L.A. City Councilwoman Janice Hahn says her father and his chief deputy used to be the main talent scouts. “They programmed all 12 hours,” she says. “Church groups. Bands. People who wouldn’t get the chance otherwise got their 15 minutes of fame.”
Having so many neophytes onstage led to “a lot of oopses,” says Chris Christel, the Music Center’s production director, who has worked on the celebrations since 1988. A five-piece combo might pop up at twice the size. Some performers got so nervous they became ill. Others steadied themselves with a few drinks.
After Zucker joined the commission in 1992, production values were sharpened and ad hoc cast selections replaced by aggressive outreach and a competitive application process. Amateurs remain the heart of each lineup; however, professional ensembles such as the Los Angeles Master Chorale are now included too.
“We also try to push the envelope a little,” says Zucker, although she admits not all of her experiments have worked. “I still need to do justice to the Bob Baker Marionettes,” she says, noting her attempt to stage one of the puppets’ black-light numbers resulted in “five minutes of total blackness.”
A year after Zucker arrived, a recession forced the commission to slash the holiday celebration to three hours. The length has since been kept at six. “That big cut allowed us to rethink everything and approach it like a TV special,” she says. Among the most significant improvements was the decision to hold rehearsals.
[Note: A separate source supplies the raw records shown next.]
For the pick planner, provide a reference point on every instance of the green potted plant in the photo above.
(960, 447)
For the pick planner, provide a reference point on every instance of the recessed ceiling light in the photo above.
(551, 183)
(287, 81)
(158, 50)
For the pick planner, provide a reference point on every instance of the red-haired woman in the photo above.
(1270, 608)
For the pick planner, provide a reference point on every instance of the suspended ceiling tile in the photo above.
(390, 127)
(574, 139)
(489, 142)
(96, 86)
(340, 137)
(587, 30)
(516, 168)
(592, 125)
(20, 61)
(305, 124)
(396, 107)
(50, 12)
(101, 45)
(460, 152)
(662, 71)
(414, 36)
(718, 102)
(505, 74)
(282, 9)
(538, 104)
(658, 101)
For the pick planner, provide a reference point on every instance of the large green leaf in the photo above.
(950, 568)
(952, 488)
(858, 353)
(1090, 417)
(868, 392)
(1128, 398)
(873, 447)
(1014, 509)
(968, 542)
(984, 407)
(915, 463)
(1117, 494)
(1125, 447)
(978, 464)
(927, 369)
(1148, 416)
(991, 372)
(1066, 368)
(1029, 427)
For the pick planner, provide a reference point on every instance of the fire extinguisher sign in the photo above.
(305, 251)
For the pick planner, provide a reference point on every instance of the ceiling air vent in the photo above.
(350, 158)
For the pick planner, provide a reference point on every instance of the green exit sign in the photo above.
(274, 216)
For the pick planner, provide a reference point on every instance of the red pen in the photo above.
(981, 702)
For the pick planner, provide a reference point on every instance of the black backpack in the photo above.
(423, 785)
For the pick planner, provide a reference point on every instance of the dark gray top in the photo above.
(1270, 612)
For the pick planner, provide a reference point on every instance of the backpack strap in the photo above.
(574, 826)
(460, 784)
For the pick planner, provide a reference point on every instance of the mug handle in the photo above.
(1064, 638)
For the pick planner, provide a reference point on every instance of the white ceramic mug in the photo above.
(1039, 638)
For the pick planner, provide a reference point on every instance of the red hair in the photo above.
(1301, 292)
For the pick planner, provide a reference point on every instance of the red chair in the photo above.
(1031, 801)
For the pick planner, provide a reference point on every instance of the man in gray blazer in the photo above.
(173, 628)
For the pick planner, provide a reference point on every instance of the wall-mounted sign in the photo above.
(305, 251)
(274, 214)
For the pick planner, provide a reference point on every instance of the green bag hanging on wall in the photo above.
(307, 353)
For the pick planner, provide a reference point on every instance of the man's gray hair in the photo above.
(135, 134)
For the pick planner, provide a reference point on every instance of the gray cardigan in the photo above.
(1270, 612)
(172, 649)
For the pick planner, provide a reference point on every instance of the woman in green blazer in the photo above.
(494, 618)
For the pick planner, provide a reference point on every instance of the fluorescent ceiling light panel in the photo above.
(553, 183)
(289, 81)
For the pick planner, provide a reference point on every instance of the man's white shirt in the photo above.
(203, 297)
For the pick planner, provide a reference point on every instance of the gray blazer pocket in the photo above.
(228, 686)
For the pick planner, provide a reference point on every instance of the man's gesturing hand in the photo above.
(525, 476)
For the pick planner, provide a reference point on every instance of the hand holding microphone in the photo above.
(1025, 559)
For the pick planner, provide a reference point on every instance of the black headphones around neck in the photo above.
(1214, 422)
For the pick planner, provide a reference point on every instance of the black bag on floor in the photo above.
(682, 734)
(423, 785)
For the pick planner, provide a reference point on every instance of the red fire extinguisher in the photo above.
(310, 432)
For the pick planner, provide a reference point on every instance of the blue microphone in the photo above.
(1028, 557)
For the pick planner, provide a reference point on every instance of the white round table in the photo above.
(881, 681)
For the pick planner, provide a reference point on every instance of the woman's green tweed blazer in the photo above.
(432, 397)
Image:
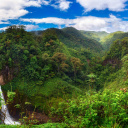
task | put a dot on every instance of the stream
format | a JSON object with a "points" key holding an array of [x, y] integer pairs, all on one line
{"points": [[5, 116]]}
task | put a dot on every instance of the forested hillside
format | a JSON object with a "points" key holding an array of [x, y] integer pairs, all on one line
{"points": [[95, 35], [109, 39], [73, 38], [61, 78]]}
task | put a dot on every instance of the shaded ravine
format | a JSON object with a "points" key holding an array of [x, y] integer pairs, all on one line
{"points": [[5, 116]]}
“Each year, things got better and better,” says Joyce Campbell, KCET vice president of education and children’s programming and a past producer of the show. Eight years ago, the station decided to turn over all production responsibilities to the commission and Kenneth Shapiro, who has produced and directed celebrations for KCET and his own company.
“Even today -- particularly in this economy -- events like this are meaningful to people,” says Janice Hahn. “On Christmas Eve, no matter what your situation is, you can walk in and sit in one of those plush seats and listen to music and have a sense of whatever the holiday means to you.”
As thoughts turn to the 51st celebration, money remains on people’s minds. “When we develop the 2010-2011 budget,” says Antonovich, “we will ensure the 2010 program will be comparable to the 2009.”
Zucker is on the lookout for new acts and sponsors -- supervisors having requested the commission seek additional sources of funding. “The arts always survive, especially in tough times, because we need them in a chaotic, difficult world,” she says. “We’ll do everything we can to make sure we’re back celebrating the things that matter together for the next 50 years.”